For press freedom by Sunanda Deshapriya
Stewart Bell, National Post
Published: Thursday, March 19, 2009
Vithyatharan Nadesapillai, the editor-in-chief of Uthayan and Sudar Oli newspapers, has been arrested and is being held for questioning in Sri Lanka.
MARKHAM, Ont. — Suba Nadesapillai has hardly slept for three weeks, not since the night he learned his younger brother, a prominent newspaper editor, had been forced into a white van in Sri Lanka.
Now, when night falls on his newly minted subdivision, Mr. Nadesapillai gets on the phone to Colombo, hoping to prevent his brother, Vithyatharan Nadesapillai, from becoming another casualty of Sri Lanka’s civil war.
“It’s a nightmare, actually,” said the Markham civil engineer, whose minivan sports Stop the Genocide bumper stickers, in protest of what he views as a government campaign against Sri Lanka’s ethnic Tamil minority.
Vithyatharan, 49, is editor-in-chief of the Uthayan and Sudar Oli newspapers, both staunch advocates of Tamil interests – which has made them targets for bombings, grenade and gun attacks as well as threats and police grillings.
Shortly after Vithyatharan was taken away on Feb. 26, police said he had been abducted but later confirmed he had been arrested for questioning about phone calls he made on Feb. 20, the night two Tamil Tigers rebel planes were shot down over Colombo.
Following the arrest, Defence Secretary Gotabaya Rajapaksa called Vithyatharan “a terrorist” during an interview with Dateline, a current affairs show on the Australian network SBS. “He’s involved in the recent air attacks,” the Defence Secretary said. “We have definite information on that.”
On Wednesday, a Sri Lankan court gave police permission to detain Vithyatharan another 90 days while they question him further.
Reporters Without Borders issued a news release that day calling on the UN Human Rights Council to intervene.
Bandula Jayasekara, the Sri Lankan Consul General in Toronto, said the case remains under investigation and Vithyatharan will be released if he is cleared and charged if police find evidence of crimes. The fact that Vithyatharan is a journalist was irrelevant, he said. “Nobody is above the law.”
But Mr. Nadesapillai said the suspicions were the result of a police mistake.
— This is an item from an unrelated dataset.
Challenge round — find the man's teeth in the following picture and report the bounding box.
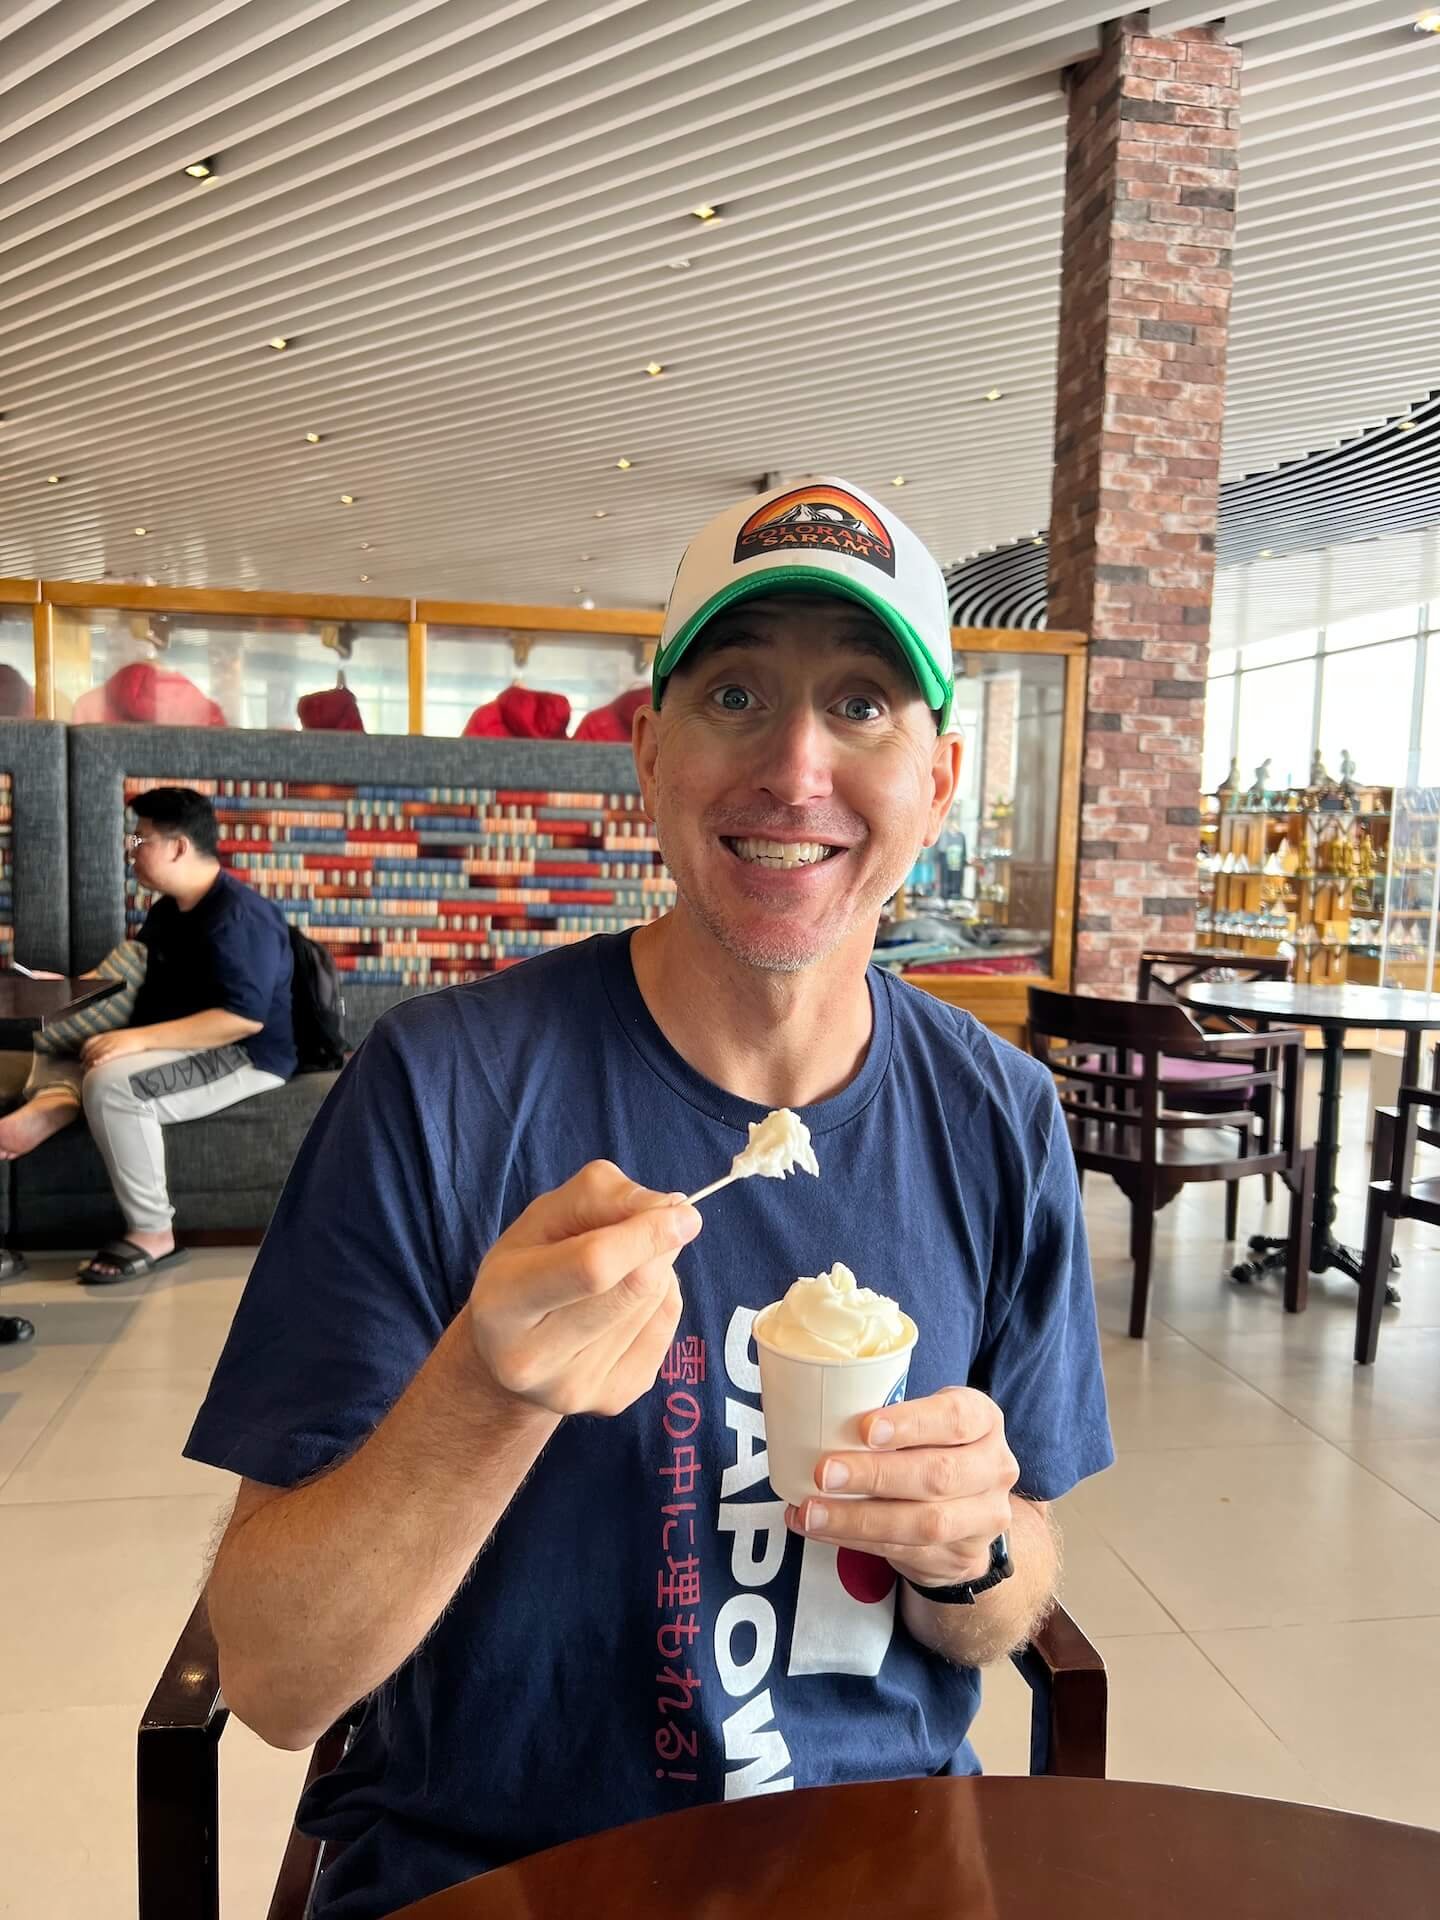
[730,838,835,869]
He said on the night of the rebel air raid, a friend was scheduled to arrive from France. When the Colombo airport closed due to the attack, Vithyatharan had called Paris to find out where the friend’s flight had been diverted.
Police listening in on Vithyatharan’s phone misread the discussion and suspected he was helping the rebel planes, he said. “They thought that they were talking in code words,” Mr. Nadesapillai said.
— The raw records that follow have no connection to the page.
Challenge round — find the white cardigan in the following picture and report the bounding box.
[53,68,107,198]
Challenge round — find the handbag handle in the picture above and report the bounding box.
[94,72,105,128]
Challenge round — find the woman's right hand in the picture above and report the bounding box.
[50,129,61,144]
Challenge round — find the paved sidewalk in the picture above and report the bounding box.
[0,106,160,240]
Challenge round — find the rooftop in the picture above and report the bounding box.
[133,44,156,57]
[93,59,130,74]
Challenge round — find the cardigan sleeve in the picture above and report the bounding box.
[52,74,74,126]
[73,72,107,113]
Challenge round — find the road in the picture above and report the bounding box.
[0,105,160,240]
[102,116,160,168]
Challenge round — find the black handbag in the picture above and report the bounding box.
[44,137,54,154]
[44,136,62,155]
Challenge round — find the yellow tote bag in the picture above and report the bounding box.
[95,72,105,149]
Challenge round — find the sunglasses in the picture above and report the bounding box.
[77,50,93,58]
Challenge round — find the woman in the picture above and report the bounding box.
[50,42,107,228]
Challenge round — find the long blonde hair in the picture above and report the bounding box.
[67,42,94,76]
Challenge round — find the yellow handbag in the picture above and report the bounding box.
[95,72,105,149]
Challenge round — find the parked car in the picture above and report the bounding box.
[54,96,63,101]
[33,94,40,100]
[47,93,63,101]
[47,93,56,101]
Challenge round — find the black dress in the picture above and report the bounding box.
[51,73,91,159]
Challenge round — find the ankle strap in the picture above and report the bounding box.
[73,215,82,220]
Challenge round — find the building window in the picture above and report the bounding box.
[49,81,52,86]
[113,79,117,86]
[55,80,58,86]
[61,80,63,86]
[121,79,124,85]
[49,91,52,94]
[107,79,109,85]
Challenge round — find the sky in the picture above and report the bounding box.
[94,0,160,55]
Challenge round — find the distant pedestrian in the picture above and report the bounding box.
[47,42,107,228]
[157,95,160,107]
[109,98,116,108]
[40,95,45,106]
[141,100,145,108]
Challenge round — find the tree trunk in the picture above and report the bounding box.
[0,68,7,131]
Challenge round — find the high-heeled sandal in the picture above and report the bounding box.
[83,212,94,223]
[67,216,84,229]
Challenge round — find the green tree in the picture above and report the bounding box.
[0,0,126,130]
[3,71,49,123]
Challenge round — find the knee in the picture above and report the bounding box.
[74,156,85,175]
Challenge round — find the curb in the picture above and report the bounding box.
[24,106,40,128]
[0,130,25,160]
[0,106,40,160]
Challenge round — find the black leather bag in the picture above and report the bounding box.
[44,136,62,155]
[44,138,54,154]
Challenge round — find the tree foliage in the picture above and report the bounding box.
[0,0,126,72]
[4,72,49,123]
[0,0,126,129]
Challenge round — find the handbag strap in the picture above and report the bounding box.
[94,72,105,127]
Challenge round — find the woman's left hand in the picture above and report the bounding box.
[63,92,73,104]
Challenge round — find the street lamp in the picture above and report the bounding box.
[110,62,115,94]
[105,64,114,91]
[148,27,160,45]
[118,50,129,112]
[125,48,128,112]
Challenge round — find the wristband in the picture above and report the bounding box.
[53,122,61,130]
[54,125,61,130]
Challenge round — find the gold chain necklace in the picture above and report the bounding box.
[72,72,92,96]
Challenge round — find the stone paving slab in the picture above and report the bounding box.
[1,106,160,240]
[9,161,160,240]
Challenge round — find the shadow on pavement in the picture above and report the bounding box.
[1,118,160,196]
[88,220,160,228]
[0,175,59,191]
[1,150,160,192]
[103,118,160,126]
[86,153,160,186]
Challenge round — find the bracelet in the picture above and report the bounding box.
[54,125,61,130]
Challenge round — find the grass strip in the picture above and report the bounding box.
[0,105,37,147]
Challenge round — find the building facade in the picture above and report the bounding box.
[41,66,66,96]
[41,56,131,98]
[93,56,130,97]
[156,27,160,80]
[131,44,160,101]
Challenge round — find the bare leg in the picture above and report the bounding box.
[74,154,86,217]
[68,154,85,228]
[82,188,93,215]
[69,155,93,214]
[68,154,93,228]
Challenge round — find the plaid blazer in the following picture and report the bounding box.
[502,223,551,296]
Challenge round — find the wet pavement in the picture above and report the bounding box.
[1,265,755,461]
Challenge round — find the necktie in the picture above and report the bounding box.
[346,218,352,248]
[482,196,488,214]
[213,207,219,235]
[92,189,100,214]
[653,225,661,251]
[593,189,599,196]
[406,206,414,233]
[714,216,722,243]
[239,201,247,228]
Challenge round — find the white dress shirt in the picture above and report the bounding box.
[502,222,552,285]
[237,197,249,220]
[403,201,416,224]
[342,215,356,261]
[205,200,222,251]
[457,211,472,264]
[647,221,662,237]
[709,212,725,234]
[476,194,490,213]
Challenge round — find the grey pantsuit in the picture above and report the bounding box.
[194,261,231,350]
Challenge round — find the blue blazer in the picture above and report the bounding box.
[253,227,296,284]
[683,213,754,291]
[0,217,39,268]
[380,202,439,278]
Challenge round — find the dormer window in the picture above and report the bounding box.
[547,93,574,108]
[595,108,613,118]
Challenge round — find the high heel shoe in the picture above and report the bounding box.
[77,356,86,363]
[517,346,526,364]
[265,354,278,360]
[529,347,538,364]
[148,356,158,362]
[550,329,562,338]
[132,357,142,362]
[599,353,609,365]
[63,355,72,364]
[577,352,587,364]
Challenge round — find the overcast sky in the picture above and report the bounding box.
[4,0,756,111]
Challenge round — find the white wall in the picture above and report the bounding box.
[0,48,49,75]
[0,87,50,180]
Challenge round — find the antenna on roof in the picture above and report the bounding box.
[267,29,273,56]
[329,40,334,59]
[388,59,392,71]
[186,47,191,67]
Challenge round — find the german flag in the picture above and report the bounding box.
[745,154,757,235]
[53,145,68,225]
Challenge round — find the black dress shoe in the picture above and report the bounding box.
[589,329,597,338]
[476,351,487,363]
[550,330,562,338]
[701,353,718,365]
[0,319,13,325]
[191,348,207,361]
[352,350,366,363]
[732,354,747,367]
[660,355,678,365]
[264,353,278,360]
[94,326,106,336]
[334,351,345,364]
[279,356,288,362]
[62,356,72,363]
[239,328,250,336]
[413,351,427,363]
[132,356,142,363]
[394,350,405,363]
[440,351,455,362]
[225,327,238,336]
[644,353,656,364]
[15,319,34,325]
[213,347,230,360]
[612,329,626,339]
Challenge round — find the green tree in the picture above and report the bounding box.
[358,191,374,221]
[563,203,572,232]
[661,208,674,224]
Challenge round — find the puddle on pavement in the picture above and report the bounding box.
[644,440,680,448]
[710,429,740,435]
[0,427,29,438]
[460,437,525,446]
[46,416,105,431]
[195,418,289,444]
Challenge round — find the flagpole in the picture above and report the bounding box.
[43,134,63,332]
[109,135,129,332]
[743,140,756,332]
The editor is also accused of communicating with the spokesmen for the Tamil Tigers, which are banned in Sri Lanka, but his supporters say that as a journalist, Vithyatharan’s job was to talk to all sides and the phone calls are simply an excuse to silence a journalist who refused to toe the line.
On Monday, thousands of Sri Lankan Tamils demonstrated in downtown Toronto, some of them waving flags bearing the militaristic emblem of the Tamil Tigers, a banned terrorist group under Canadian law because of their frequent suicide bombings and their extortive fundraising methods in Toronto and Montreal. A smaller number held counter-demonstrations, holding banners that read: “Protect Canada! Stop the Tamil Tigers.”
Mr. Nadesapillai was among those who took part in the former protest. A few days later, he sat in his living room in Markham, his phone ringing constantly, and recalled how his brother started out in journalism in Jaffna, where he studied law and played goalkeeper for soccer clubs.
In 1985, Vithyatharan helped found Uthayan in Jaffna City. After a sister paper, Sudar Oli, was launched in Colombo in 2000, he moved south to run it, while still managing Uthayan from afar.
As the papers endured threats and attacks, Vithyatharan took to travelling only by motorcycle, reasoning that in a car he would be a sitting duck in the Colombo traffic.
Family and friends urged Vithyatharan to leave Sri Lanka. Norway apparently offered him refuge. But during a visit to Toronto last fall, Vithyatharan told friends to stop asking him to flee.
“If he wanted, he could have lived in any other country, but he preferred to stay there,” Mr. Nadesapillai said. He figured if he left, there would be nobody to publish news from a Tamil perspective. “He is a very determined person.”